CFS umount abnormally

ZhangYi2012 · ‎12-10-2012

Hi everyone!

I have ten SFCFS nodes on the same version of AIX OS platform with SFRAC 5.1SP1RP3. This SFCFS cluster has two CFS resources which running on all nodes.Recently, I encounter a very strange problem for service group sg-cfs-mount01 on a specific node.(DB2) The resource cfsmount1 related to service group sg-cfs-mount01 was offlined abnormally. I have checked in engine_A.log and there are shown I/O test failure by CVMVolDg agent.Then I also checked SYS logs, dmpevent.log .. etc. but there are no related errors.This problem only occurs on node DB2 with SG sg-cfs-mount01,but the SG sg-cfs-mount01 on other nodes and SG sg-cfs-mount02 on all nodes (include DB2) is working normally.(This is what I think strange for)

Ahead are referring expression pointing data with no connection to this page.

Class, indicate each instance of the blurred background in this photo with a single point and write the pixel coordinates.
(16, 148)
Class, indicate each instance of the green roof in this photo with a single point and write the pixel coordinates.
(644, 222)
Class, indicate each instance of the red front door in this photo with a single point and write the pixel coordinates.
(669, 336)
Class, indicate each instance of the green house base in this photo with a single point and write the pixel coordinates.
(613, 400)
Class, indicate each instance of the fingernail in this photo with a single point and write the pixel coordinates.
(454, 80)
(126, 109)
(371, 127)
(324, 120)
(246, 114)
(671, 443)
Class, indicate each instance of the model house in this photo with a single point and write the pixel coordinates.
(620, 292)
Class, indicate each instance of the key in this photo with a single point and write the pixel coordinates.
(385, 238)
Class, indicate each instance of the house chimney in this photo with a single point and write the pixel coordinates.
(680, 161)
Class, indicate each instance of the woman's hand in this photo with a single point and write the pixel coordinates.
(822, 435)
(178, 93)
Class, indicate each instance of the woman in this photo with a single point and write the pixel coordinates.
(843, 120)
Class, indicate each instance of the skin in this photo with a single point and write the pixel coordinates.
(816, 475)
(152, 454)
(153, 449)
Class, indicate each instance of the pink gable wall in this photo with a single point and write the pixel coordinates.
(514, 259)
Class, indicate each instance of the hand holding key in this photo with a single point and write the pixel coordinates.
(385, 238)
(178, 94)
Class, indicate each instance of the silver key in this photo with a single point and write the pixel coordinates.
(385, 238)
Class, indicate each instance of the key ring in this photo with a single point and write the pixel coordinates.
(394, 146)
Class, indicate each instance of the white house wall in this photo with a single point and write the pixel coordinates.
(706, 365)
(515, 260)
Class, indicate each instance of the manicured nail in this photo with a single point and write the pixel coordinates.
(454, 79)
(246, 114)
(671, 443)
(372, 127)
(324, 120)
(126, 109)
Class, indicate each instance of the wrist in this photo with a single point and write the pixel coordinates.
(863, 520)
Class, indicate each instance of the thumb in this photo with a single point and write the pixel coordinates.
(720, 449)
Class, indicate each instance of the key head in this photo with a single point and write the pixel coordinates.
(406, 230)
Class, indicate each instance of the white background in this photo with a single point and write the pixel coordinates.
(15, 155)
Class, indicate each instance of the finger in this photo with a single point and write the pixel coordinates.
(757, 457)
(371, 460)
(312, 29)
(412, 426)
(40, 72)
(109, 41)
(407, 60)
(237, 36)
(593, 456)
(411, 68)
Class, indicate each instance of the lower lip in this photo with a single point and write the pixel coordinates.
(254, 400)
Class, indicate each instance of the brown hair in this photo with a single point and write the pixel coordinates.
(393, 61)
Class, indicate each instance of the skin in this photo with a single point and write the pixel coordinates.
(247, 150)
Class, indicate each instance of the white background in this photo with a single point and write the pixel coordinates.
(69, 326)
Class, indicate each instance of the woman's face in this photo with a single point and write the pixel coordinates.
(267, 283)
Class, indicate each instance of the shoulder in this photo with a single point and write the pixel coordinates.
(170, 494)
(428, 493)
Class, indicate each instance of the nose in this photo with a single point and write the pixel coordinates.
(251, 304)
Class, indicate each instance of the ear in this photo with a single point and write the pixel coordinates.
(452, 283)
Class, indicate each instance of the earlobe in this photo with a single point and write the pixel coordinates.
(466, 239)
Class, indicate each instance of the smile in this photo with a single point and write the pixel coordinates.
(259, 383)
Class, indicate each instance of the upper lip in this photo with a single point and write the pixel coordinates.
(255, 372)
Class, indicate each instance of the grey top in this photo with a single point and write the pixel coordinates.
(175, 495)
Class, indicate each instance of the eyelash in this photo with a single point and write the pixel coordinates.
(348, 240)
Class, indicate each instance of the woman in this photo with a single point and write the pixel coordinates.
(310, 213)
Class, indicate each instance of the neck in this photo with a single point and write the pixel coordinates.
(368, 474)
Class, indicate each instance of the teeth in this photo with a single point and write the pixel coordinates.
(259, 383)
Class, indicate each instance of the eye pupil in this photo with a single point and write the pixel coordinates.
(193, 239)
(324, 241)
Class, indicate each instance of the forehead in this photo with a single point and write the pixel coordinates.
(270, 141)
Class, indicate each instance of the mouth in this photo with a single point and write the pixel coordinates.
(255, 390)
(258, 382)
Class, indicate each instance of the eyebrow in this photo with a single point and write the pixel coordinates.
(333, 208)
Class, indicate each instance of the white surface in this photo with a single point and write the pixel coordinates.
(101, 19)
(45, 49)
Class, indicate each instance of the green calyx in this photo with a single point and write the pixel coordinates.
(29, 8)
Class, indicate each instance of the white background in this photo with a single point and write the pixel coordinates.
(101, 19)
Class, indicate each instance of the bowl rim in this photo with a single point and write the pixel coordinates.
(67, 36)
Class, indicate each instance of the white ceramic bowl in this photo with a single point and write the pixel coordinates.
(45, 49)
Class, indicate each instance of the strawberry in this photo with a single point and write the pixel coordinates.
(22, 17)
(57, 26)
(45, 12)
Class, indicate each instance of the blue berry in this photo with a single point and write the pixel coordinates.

I attached engine_A.log CFSMount_A.log CVMVolDg_A.log etc.. in logs.tar

Thanks in advance.

mikebounds · ‎12-10-2012

I have seen CVMVolDg resources time-out before and this is due to busy systems, where the "dd" read on the volumes in the "CVMVolume" attribute does not have enough time to complete and this is made worse when several volumes are specified for the "CVMVolume" attribute. However your resource is not experiencing timeouts, rather the "dd" read seems to be failing - see extract from your engine log:

VCS ERROR V-16-10011-1097 (db2) CVMVolDg:cvmvoldg1:monitor:Device /dev/vx/rdsk/yyzc-cfsdg01/cfsdg01-vol001 could not be read at offset 0

I can think of 3 causes:

There is a problem with the underlying storage access from db2 so reads are failing
There is a problem in the CVM stack preventing reads
There is a problem with the CVMVolDg agent which is incorrectly reporting that volumes cannot be read

The dd command the agent is running is:

dd if=/dev/vx/rdsk/yyzc-cfsdg01/cfsdg01-vol001 of=/dev/null count=1 skip=$_cdi_offset bs=1024

where $_cdi_offset is randomly generated, but this maybe failing as all errors say they are trying to read from offset 0.

So you could try running independent "dd" in a cron every minute to see if these fail to try and determine where the issue is.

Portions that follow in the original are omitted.